Theoretical is the key word, Xbox 360 has a shader efficiency around 60%, and it's shader count is actually hindered to only 217gflops iirc, which means that you are only capable of extracting about 130gflops from the 360 per frame, at least without extreme care to GPU bottlenecks like low level cache and thread wave allocation.
VLIW5 in Wii U is capable of about 80% efficiency, and so it's 176gflops is only capable of about 140gflops per frame, again you can painstakingly extract a bit more, but threads will allocate through the architecture and run into issues where only 4 of the 5 available stream processors can process data.
Maxwell architecture has over 96% efficiency, so that 196 gflops in handheld mode is 188gflops or 377gflops when docked. since 2005, these processors have gotten better at handling effects more efficiently as well, and you shouldn't directly compare gflop numbers because it just doesn't work that way.

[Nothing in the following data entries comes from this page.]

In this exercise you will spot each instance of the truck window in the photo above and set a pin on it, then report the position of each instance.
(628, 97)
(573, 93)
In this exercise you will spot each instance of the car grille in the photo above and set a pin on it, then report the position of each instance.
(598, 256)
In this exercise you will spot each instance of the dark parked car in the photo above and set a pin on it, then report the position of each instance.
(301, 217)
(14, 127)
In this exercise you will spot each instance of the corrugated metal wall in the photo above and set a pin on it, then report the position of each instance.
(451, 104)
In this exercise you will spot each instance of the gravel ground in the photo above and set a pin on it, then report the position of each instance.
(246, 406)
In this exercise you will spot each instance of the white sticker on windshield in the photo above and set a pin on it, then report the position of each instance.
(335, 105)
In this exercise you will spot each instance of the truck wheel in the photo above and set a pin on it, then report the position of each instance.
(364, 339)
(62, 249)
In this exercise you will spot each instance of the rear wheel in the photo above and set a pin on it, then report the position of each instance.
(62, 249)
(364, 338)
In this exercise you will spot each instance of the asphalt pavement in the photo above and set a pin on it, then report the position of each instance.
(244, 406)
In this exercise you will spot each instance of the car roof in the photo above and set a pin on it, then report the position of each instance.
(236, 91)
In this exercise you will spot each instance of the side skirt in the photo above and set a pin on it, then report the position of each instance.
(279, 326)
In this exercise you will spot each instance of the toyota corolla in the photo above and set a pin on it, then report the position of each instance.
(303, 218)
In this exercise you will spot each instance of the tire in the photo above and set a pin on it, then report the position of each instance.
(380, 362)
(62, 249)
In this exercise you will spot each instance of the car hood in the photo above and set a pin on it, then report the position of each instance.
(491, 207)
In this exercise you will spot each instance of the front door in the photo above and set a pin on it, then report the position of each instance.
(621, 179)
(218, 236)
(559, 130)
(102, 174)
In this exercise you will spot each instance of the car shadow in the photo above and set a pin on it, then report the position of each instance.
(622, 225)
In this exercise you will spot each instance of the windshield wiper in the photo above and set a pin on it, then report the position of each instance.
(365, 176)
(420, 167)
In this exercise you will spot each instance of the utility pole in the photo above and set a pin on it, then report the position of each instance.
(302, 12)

This is why generally Nvidia gflops will perform 4/3 better than GCN, this is without heavy Async compute engine utilization, but that is only recently wide spread and hasn't been a focus for Nvidia's drivers where they could gain back ground here.
We also haven't touched on fp16, as many graphic operations do not need 32bit values, this is a game by game basis, but with some developers reporting a 70% utilization in their own games, it is safe to say that it can certainly gain ground as developers get more and more use to writing code with 16bit floating point values in mind.